Division of Oncology/Urology, Urological Research Institute, IRCCS, Ospedale S. Raffaele, Milan, Italy.
Department of Urology, Istituto Clinico Humanitas IRCCS, Clinical and Research Hospital, Milan, Italy.
Eur Urol Focus. 2018 Jan;4(1):87-93. doi: 10.1016/j.euf.2016.06.004. Epub 2016 Jun 15.
Decision making in T1 high-grade bladder cancer patients remains a challenging issue in urologic practice.
To assess the feasibility and potential prognostic role of three different substaging systems in specimens from both primary and second transurethral resection (TUR) of the bladder in T1 high-grade bladder cancer patients.
DESIGN, SETTING, AND PARTICIPANTS: A total of 250 consecutive, confirmed pure transitional T1 high-grade bladder tumors submitted to second TUR entered the retrospective study.
Feasibility of two already clinically tested microstaging systems (anatomy-based T1a/T1b/T1c and micrometric T1m/T1e with 0.5-mm thresholds of invasion) and that of a micrometric substage designed by the authors and based on a 1-mm threshold of invasion (Rete Oncologica Lombarda [ROL] system) was assessed by five independent uropathologists on both first and second TUR specimens. Univariable Cox proportional hazards models were attempted to identify significant independent predictors of recurrence and progression after TUR. Kaplan-Meier curves were plotted to compare different substaging methods analyzing recurrence and progression.
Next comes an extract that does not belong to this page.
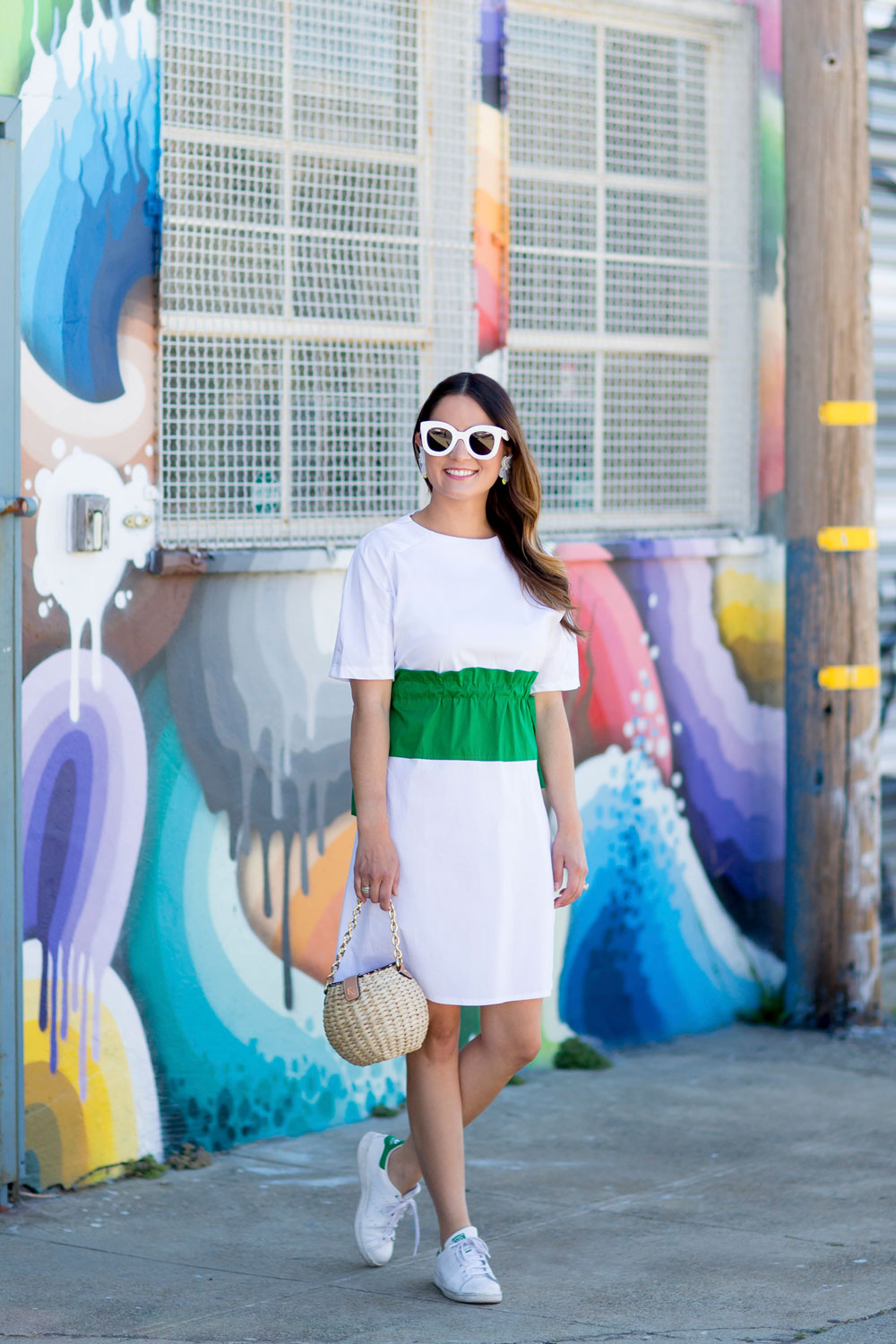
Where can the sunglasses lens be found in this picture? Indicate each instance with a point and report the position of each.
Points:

The ROL system proved to be feasible in nearly all cases at both first and second TUR. Median follow-up was 60 mo. The univariate Cox regression analysis documented the ROL substage (ROL2 vs ROL1) to be the only statistically significant predictor of progression (hazard ratio: 2.01; 95% CI, 1.03-3.79; p<0.03). For the first time to our knowledge, the substage was investigated and used to assess T1 tumors found at second TUR, registering a high rate of feasibility.
T1 microstaging using different procedures is feasible on both primary- and second-TUR specimens. A high rate of feasibility may be expected for T1m/T1e and ROL systems. The clinical role of microstaging on second TUR remains to be defined.
The Rete Oncologica Lombarda system showed feasible results in T1 high-grade bladder tumors. Our substratification was predictive of progression of disease.
在泌尿科实践中,T1 高级别膀胱癌患者的决策仍然是一个具有挑战性的问题。
评估三种不同亚分期系统在 T1 高级别膀胱癌患者的原发和二次经尿道切除(TUR)标本中的可行性和潜在预后作用。
设计、设置和参与者:共有 250 例连续、确诊的纯移行性 T1 高级别膀胱癌患者接受了第二次 TUR,进入了回顾性研究。
由五位独立的泌尿科病理学家评估了两种已临床测试的微分期系统(基于解剖的 T1a/T1b/T1c 和微尺度 T1m/T1e,侵袭深度为 0.5mm 阈值)和作者设计的基于 1mm 侵袭深度阈值的微分期(伦巴第肿瘤网络 [ROL] 系统)在第一次和第二次 TUR 标本上的可行性。尝试使用单变量 Cox 比例风险模型确定 TUR 后复发和进展的显著独立预测因素。绘制 Kaplan-Meier 曲线比较不同亚分期方法分析复发和进展。
ROL 系统在第一次和第二次 TUR 中几乎所有病例中都证明是可行的。中位随访时间为 60 个月。单变量 Cox 回归分析记录 ROL 分期(ROL2 与 ROL1)是进展的唯一统计学显著预测因素(风险比:2.01;95%置信区间,1.03-3.79;p<0.03)。据我们所知,这是首次调查和使用亚分期来评估第二次 TUR 中发现的 T1 肿瘤,其可行性很高。
使用不同方法进行 T1 微分期在原发性和第二次 TUR 标本中都是可行的。T1m/T1e 和 ROL 系统的可行性可能很高。微分期在第二次 TUR 中的临床作用仍有待确定。
ROL 系统在 T1 高级别膀胱癌中显示出可行的结果。我们的亚分层预测了疾病的进展。